This was
conspicuously the case when Lombroso, giving a scientific form to
sundry scattered and fragmentary observations upon criminals,
added fresh life to them by a collection of inquiries which were
not only original but also governed by a distinct idea, and
established the new science of criminal anthropology.
It is possible, of course, to discover a very early origin for
criminal anthropology, as for general anthropology; for, as Pascal
said, man has always been the most wonderful object of study to
himself. For observations on physiognomy in particular we may go
as far backwards as to Plato, and his comparisons of the human
face and character with those of the brutes, or even to
Aristotle, who still earlier observed the physical and
psychological correspondence between the passions of men and their
facial expression.

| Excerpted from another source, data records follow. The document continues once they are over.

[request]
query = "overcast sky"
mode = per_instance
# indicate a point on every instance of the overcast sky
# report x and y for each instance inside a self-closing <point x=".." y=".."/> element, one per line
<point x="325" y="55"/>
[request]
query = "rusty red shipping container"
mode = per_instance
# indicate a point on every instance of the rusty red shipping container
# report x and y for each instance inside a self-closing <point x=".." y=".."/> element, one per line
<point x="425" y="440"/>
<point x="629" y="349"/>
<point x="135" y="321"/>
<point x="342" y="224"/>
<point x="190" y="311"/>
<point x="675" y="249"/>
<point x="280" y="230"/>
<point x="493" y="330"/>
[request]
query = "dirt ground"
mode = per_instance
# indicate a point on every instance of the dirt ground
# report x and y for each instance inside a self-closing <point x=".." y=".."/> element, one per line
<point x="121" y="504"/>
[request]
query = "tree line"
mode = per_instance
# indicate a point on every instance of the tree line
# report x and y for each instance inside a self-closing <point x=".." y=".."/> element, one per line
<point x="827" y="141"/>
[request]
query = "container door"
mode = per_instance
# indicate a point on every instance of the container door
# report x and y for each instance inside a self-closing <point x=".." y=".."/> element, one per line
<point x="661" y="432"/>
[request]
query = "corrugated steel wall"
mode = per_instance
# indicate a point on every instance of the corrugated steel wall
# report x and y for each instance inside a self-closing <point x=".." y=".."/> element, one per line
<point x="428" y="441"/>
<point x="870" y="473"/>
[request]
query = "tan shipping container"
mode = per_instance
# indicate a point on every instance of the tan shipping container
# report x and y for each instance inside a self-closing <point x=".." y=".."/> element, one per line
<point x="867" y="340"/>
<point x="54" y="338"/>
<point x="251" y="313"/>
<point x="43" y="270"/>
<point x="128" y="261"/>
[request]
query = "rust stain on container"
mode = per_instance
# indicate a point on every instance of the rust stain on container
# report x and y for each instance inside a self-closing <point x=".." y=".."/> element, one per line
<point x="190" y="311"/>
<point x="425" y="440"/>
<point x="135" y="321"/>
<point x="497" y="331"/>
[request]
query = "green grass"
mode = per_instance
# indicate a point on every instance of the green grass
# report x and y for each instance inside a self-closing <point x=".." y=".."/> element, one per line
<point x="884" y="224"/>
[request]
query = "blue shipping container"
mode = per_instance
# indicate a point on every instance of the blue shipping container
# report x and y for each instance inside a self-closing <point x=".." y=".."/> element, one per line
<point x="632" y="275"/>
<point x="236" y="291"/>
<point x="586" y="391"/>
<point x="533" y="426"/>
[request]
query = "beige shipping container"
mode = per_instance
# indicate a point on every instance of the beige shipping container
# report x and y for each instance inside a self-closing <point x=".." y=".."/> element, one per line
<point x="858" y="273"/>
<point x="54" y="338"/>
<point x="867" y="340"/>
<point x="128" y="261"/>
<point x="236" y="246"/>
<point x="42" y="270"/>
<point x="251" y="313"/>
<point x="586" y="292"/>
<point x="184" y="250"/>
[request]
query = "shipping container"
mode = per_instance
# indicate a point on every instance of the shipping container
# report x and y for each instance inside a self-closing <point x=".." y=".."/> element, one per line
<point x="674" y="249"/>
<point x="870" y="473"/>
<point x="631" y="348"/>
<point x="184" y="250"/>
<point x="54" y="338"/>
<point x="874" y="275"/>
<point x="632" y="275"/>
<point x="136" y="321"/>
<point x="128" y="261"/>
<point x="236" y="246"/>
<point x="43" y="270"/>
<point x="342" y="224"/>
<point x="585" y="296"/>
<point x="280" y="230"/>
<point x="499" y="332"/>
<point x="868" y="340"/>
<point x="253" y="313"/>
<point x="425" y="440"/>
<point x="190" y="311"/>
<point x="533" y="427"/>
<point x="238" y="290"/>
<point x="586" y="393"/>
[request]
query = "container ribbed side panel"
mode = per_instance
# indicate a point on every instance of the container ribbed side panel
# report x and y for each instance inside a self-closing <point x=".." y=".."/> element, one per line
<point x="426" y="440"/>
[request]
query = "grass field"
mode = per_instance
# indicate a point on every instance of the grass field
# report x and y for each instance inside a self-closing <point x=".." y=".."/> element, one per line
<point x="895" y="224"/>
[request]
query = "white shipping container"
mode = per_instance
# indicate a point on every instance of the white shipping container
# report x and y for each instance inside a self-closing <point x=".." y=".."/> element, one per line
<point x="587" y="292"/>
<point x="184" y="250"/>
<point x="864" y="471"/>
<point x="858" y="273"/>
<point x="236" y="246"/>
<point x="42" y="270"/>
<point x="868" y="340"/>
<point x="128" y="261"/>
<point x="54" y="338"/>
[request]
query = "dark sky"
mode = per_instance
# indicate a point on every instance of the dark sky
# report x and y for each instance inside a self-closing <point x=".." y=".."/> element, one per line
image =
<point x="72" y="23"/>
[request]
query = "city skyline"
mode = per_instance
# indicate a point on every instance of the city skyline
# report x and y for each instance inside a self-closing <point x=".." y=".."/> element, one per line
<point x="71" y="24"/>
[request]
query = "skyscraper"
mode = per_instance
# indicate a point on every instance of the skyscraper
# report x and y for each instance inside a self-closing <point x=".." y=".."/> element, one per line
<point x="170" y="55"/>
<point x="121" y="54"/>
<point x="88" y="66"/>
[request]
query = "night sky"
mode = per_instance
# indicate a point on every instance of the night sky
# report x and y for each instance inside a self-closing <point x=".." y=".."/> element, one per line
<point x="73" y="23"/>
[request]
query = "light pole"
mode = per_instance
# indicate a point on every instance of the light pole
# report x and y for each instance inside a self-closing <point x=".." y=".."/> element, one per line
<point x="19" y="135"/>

And after the mediaeval gropings in
chiromancy, metoscopy, podomancy and so forth, one comes to the
seventeenth century studies in physiognomy by the Jesuit
Niquetius, by Cortes, Cardanus, De la Chambre, Della Porta, &c.,
who were precursors of Gall, Spurzheim, and Lavater on one side,
and, on the other, of the modern scientific study of the emotions,
with their expression in face and gesture, conducted by Camper,
Bell, Engel, Burgess, Duchenne, Gratiolet, Piderit, Mantegazza,
Schaffhausen, Schack, Heiment, and above all by Darwin.